Talend Data Preparation User Guide

Talend Big Data
Talend Big Data Platform
Talend Data Fabric
Talend Data Integration
Talend Data Management Platform
Talend Data Services Platform
Talend ESB
Talend MDM Platform
Talend Real-Time Big Data Platform
Talend Data Preparation
Data Quality and Preparation > Cleansing data

When you add a dataset, Talend Data Preparation automatically suggests one of the supported semantic types for each column. If the semantic type proposed by Talend Data Preparation for one column is not the desired one, you can manually change it by clicking the white arrow in the column header.

This allows you to choose among the list of semantic types present in Talend Data Preparation by default. See Predefined Semantic Types for more information. You can go further by creating your own semantic types, as well as updating or deleting the existing ones, so that Talend Data Preparation speaks your business language.

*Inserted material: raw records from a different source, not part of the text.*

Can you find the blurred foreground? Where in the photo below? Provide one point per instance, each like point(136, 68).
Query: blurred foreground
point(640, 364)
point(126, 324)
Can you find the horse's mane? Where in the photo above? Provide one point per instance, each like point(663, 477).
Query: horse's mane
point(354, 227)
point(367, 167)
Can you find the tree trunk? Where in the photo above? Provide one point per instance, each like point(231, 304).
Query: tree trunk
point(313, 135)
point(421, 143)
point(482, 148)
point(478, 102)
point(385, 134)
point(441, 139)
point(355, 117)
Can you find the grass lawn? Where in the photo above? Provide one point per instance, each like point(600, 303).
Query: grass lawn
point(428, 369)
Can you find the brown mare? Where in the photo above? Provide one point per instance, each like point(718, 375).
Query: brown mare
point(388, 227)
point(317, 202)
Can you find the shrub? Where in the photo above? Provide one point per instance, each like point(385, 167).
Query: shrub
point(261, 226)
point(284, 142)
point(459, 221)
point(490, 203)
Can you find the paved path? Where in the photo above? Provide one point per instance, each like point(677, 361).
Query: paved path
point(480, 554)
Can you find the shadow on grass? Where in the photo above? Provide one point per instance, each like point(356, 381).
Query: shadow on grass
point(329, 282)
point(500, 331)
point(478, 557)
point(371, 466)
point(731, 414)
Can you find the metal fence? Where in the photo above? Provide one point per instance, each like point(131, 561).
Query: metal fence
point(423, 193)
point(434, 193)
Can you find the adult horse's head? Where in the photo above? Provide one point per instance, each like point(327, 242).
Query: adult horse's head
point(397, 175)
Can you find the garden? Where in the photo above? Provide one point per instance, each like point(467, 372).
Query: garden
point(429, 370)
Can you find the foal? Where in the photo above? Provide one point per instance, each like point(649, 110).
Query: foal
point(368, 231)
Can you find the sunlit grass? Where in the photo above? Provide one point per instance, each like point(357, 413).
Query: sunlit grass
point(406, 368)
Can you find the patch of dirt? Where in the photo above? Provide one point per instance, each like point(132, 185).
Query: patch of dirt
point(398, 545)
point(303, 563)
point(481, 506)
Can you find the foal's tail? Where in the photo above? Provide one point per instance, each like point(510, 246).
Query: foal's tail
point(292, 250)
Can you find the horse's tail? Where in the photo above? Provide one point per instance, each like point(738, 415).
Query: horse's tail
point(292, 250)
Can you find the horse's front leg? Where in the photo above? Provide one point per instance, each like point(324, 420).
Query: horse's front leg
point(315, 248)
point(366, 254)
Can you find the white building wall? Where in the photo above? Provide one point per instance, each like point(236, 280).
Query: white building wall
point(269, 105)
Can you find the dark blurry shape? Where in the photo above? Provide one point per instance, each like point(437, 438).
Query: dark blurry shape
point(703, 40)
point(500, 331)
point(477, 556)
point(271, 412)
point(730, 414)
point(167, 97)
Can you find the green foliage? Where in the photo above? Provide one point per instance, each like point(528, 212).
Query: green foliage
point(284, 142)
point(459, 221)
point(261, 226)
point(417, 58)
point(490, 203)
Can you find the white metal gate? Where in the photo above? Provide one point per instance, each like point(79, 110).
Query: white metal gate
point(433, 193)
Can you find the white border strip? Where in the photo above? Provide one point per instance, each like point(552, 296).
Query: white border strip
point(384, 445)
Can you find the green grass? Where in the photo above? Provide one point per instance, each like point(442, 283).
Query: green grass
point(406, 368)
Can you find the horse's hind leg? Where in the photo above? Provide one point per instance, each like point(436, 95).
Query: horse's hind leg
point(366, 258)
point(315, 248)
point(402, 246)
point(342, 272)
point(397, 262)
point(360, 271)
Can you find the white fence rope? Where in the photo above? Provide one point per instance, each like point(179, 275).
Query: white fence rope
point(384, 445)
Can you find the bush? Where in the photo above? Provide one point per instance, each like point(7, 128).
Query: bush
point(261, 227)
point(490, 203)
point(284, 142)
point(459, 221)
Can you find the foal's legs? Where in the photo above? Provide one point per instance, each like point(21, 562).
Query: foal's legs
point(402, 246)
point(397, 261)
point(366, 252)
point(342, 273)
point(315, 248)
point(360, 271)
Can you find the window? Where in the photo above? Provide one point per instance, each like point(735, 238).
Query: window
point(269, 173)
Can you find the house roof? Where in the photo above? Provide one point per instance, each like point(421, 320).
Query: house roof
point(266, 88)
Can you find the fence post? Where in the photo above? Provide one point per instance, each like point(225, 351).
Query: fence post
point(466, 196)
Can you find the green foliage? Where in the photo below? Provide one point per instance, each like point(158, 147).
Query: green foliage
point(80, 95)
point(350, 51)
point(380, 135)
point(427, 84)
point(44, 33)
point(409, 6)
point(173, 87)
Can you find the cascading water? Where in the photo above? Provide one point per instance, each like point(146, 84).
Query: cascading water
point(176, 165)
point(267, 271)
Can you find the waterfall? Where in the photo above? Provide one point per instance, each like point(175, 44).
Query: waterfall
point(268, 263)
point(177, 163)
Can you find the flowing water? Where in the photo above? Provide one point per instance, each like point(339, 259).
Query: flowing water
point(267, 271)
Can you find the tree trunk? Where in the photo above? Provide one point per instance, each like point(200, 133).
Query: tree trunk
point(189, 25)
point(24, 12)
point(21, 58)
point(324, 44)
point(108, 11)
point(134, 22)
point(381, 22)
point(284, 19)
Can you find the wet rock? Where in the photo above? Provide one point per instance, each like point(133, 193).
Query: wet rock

The semantic types modifications are made using Talend Dictionary Service. This tool stores all the semantic libraries used in various Talend products, including Talend Data Preparation. All the changes that you make in the Talend Dictionary Service server will be instantly available in Talend Data Preparation. The availability of Talend Dictionary Service depends on the license you have.

In Talend Dictionary Service, the semantic types are divided into three main categories:
  • The DICT type, based on an open or closed list of values.
  • The REGEX type that compares your data against a preselected regular expression.
  • The COMPOUND type, under which you can group several existing types

To display a list of all the available commands in Talend Dictionary Service, go to <Dictionary_Service_Path>/command-line and enter the following command according to your operating system:

  • category_manager.bat -h command for Windows.
  • ./category_manager.sh -h for Linux.

To enable the interaction between Talend Dictionary Service and Talend Data Preparation, you must fulfill the following prerequisites:

  • Talend Dictionary Service is installed and running.
  • Talend Administration Center is installed and running.
  • Your Talend Administration Center user type is either Master Data Management or Data Quality
  • The Data Preparation User check box is selected for your user in Talend Administration Center with any of the three possible roles set in the Data Preparation Role field.
  • In the <install_folder>\dataprep\config\application.properties file, the dataquality.semantic.update.enable property is set as true.